November 2, 2008

Short of skinny legs, what's left to factor in?


by Lisa Van Dusen | Sunday, 2 November 2008

CHICAGO -- In this last weekend before the U.S. election day, which will leave many of us who've been mainlining campaign news for the past year with a void that may have to be filled by online poker and Cheetos, you would think that all the questions that were going to be asked and answered had been asked and answered.

But the last three days are when, after 245 months of campaigning, many undecided voters decide and many decided voters decide whether to actuallyvote.
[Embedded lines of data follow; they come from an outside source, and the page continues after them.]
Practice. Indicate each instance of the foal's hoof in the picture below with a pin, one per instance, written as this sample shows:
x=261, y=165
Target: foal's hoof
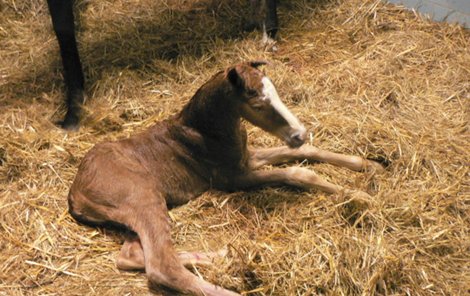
x=373, y=166
x=269, y=44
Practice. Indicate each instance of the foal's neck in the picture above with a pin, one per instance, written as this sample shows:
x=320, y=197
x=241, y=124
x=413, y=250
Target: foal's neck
x=213, y=112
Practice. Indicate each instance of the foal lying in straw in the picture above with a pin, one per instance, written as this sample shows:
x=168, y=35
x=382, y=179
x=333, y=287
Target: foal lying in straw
x=133, y=182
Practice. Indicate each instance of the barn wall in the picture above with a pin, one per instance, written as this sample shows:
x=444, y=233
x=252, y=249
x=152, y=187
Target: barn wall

So what happens now, in many ways, is the most important bit.

It is 72 hours before election day and Illinois, where Barack Obama is up by 24 points, is relatively quiet on the campaign front -- except for the dust from the carloads of volunteers zooming into neighbouring Indiana, which remains in a dead heat.

While the most hard-fought presidential election in anyone's memory is about to become the most hard-won presidential election in anyone's memory, Chicago, where Barack Obama got his political start and where his campaign is based, seems to be quietly bracing itself for the possibility that it could be the site of the next weekend White House, only without so much brush clearing.

Meanwhile, in Arizona, the Obama campaign is buying up ad time in John McCain's own yard partly because the state has slipped into margin-of-error range for McCain and partly because they can afford to remind him that they can afford to remind him.

In the past week, the national polls tightened up as they tend to near Election Day, though with the American electoral system, the state polls are more significant. It takes 270 Electoral College votes to be elected president and as of midday Saturday, RealClearPolitics was estimating Obama at 311 to McCain's 132, with 95 toss-up.

On the McCain/Palin tour, Republican vice-presidential nominee Sarah Palin is being touted more and more as something -- anything -- in 2012, even as Republicans outside the two-person maverick wing of the party keep raising alarms about her qualifications.

Joe the Plumber, who would be getting his own campaign plane if the election were another week away, was holding foreign policy briefings and California Governor Arnold Schwarzenegger, who actually is an elected politician, was mocking, as only a former Mr. World can, Barack Obama's "skinny legs" in an apparent effort to sway undecideds on an Obama disqualifier they hadn't heard.

(Obama should finally draw the line at this. "Terrorist pal," "socialist," "redistributionist-in-chief" were pretty low, but "skinny legs" is fightin' words. Maybe not to Arnie's face, but it's a point worth making.)

Because American presidential elections haven't always necessarily panned out as predicted ("Dewey Defeats Truman!", "Al Gore wins the State of Florida"), especially in recent memory, it would be crazy for the Republicans not to maintain a stance of "all bets are off" until the last minute and equally crazy for Democrats to argue.

After record early voting turnout in many states, this is now all about getting out the vote on election day, motivating the undecideds to decide and making sure all the votes are counted.

Which pits the mythology from the last two elections of the famously motivated Republican base that Sarah Palin has been shaking up against the newer but already established mythology of the primary-tested, web-driven, virally motivational and well-financed Obama ground game.

In those past two elections, the Republicans were so focused on the importance of the final three days that they actually broke it out strategically as a 72-hour push. This time, the focus will be on, among other thing, those undecided voters.

After so much time, so many debates, so many speeches and so many interviews, it's hard to fathom what deciding factor would be compelling enough to make up an unmade-up mind, unless leg-skinniness really is the sleeper issue nobody saw coming.